Admittedly it is tougher to get organized to administer shots when the same personnel are needed to give COVID-19 tests, etc., but New Jersey and Rhode Island are near the top of the infection chart and are managing to administer vaccine shots at the same time. And Israel, which has its own raging plague, has managed to vaccinate over 18 percent of its population so far over roughly the same time period.

Related:

  • TIME vaccine page
  • percent population vaccinated by country (U.S. is #5 at 1.8 percent; the infrastructure and manufacturing champs in China on whom I would have bet are at just 0.31 percent)

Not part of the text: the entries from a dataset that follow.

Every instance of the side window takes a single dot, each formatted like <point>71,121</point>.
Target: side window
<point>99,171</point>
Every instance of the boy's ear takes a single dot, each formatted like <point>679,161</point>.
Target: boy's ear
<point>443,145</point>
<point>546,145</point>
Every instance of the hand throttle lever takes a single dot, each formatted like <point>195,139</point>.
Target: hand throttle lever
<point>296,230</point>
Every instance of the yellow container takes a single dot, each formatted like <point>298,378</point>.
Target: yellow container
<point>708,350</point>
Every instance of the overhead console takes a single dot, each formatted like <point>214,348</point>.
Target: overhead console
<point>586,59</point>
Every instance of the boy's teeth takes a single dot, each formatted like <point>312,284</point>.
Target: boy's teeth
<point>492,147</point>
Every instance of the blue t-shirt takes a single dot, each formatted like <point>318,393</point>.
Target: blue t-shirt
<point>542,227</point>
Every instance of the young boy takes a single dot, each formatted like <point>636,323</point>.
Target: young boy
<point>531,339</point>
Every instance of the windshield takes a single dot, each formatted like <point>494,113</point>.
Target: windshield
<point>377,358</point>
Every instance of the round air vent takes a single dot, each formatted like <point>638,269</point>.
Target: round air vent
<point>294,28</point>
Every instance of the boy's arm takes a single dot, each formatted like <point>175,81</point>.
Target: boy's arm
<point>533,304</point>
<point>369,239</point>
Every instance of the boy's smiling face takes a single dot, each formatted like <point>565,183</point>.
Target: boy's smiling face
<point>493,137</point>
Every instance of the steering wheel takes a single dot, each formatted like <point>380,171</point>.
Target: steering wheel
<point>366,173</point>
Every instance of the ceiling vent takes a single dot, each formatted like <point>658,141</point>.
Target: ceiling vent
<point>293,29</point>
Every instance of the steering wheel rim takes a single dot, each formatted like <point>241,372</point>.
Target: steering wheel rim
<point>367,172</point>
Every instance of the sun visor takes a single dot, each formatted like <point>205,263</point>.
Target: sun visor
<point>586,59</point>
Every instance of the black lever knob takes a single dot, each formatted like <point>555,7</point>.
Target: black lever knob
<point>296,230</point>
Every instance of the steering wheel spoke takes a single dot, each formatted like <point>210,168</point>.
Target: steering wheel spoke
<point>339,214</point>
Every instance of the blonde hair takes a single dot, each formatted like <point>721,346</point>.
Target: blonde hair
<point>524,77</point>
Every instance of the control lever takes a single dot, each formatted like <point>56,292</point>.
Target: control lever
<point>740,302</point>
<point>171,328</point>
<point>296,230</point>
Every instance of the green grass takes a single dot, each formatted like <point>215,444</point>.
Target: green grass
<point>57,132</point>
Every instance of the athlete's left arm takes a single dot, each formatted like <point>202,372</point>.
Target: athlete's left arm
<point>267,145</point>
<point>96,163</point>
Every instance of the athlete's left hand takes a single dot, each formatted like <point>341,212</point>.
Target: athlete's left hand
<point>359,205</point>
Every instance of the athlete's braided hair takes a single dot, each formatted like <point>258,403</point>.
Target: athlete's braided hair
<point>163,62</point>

  • “Why 300 Doses of Vaccine Sat Unused in Freezers for 2 Weeks” (NYT): Dr. Peter Meacher expected to receive just a small supply of Moderna’s coronavirus vaccine to inoculate his staff at a network of clinics that he oversees in New York City. Instead, 600 doses arrived late last month, far more than he needed. … Dr. Meacher said he would like to give the extra vaccine to high-risk patients, but had not for fear of violating strict eligibility rules from the state and city about who can receive it. … “It’s stressful and frustrating to have vaccine and to be unable to start giving it to our patients as quickly as we would like,” said Dr. Meacher, chief medical officer for the Callen-Lorde Community Health Center in Manhattan, which serves some 18,000 L.G.B.T.Q. New Yorkers.